On the company's valuation, Mr Collison said it is impossible to say anything meaningful about it because Stripe is so young. He said although it sounds like a cliche, they are not motivated by money. He said while it is nice to build a profitable business as a side effect, it is not their main focus. Having already sold a business, he added, the only thing he owns of value is a bicycle.
Stripe now employs 62 people and processes millions of dollars of transactions a day. It is already available to businesses in US, Canada, UK and Ireland, while it is in beta testing in a number of other countries.
Patrick Collison said the long term goal is to make Stripe available in every country in the world, many of which have no good options for merchant online transactions, other than banks. He said the opportunity is there to give people the chance to partake in the internet economy.

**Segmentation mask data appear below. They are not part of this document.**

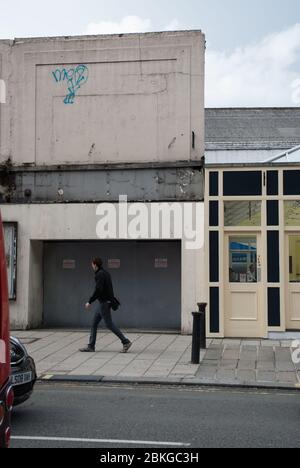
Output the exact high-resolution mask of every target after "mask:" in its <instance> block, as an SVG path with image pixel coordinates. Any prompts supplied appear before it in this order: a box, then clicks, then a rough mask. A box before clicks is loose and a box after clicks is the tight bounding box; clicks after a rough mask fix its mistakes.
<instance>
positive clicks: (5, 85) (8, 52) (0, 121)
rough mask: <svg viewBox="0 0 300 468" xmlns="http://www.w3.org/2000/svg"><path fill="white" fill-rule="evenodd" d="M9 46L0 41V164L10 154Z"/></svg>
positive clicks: (10, 149)
mask: <svg viewBox="0 0 300 468" xmlns="http://www.w3.org/2000/svg"><path fill="white" fill-rule="evenodd" d="M11 47H12V42H10V41H0V164H2V163H3V162H5V161H7V160H8V159H9V157H10V156H11V139H10V125H11V121H10V117H11V97H10V96H11V93H12V91H11V84H12V83H11V82H10V71H11V60H10V58H11ZM9 82H10V84H9ZM0 191H1V181H0Z"/></svg>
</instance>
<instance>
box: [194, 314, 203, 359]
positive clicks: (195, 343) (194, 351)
mask: <svg viewBox="0 0 300 468" xmlns="http://www.w3.org/2000/svg"><path fill="white" fill-rule="evenodd" d="M192 315H193V317H194V322H193V342H192V364H199V363H200V321H201V314H200V312H192Z"/></svg>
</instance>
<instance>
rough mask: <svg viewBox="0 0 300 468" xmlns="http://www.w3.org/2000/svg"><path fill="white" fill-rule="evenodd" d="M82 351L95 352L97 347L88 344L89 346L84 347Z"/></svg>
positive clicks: (92, 352)
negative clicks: (89, 345)
mask: <svg viewBox="0 0 300 468" xmlns="http://www.w3.org/2000/svg"><path fill="white" fill-rule="evenodd" d="M79 351H80V352H81V353H94V352H95V348H91V346H88V347H87V348H82V349H80V350H79Z"/></svg>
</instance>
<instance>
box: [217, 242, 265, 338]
mask: <svg viewBox="0 0 300 468" xmlns="http://www.w3.org/2000/svg"><path fill="white" fill-rule="evenodd" d="M225 243H226V244H225V257H226V258H225V268H226V272H225V336H226V337H234V338H260V337H264V336H265V332H266V331H265V330H266V318H265V317H266V314H264V313H263V307H262V291H261V279H262V278H261V236H260V234H256V233H254V234H230V235H227V236H225Z"/></svg>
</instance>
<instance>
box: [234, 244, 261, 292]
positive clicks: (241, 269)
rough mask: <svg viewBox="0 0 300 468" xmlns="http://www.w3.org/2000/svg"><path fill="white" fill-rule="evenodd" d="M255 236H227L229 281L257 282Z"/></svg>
mask: <svg viewBox="0 0 300 468" xmlns="http://www.w3.org/2000/svg"><path fill="white" fill-rule="evenodd" d="M257 272H258V268H257V238H256V237H255V236H253V237H247V238H246V237H242V236H240V237H230V238H229V282H230V283H257V282H258V281H259V280H258V277H257Z"/></svg>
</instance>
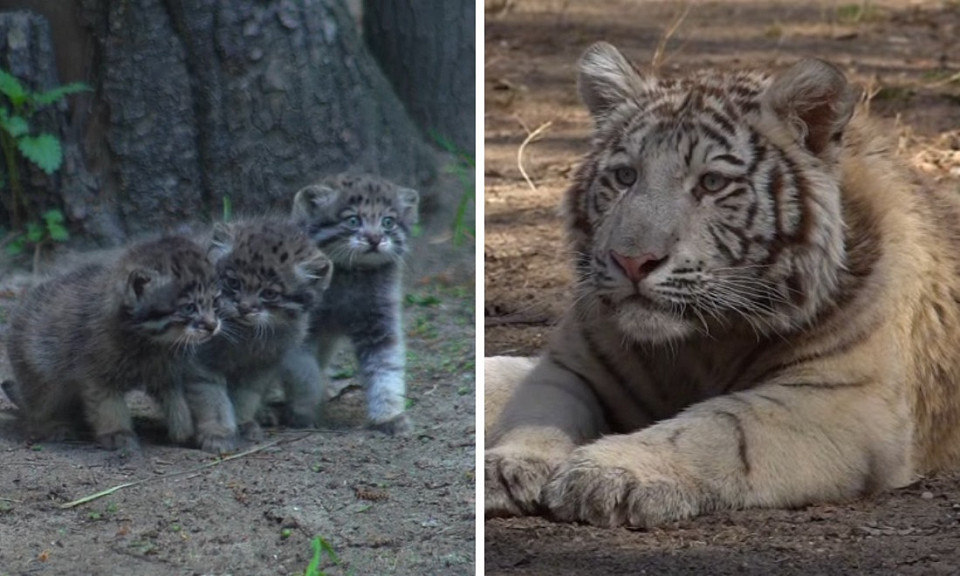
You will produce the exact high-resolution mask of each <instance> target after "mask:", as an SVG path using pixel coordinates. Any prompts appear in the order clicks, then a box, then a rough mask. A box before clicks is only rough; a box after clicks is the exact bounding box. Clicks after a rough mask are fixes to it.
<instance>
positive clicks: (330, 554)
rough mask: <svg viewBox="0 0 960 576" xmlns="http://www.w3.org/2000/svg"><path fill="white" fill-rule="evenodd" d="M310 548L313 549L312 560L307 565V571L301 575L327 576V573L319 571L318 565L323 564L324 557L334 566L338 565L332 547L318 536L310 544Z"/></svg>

Asked for his advice to entrepreneurs, Patrick Collison said they should go and do it as there is so little to lose. The internet creates incredible opportunities, he said, and people can iterate through failure and advance quickly.
In relation to the view of Ireland from Silicon Valley, he said it is still seen as a little tarnished. But he added that people are also pragmatic about it. While they recognise that Ireland erred, they do not hold it against us in terms of it being a place to do business.
Mr Collison also said it is not just the Government's job to help advance entrepreneurship. Ultimately, he claimed, it is up to the technology and entrepreneur community to go and do it.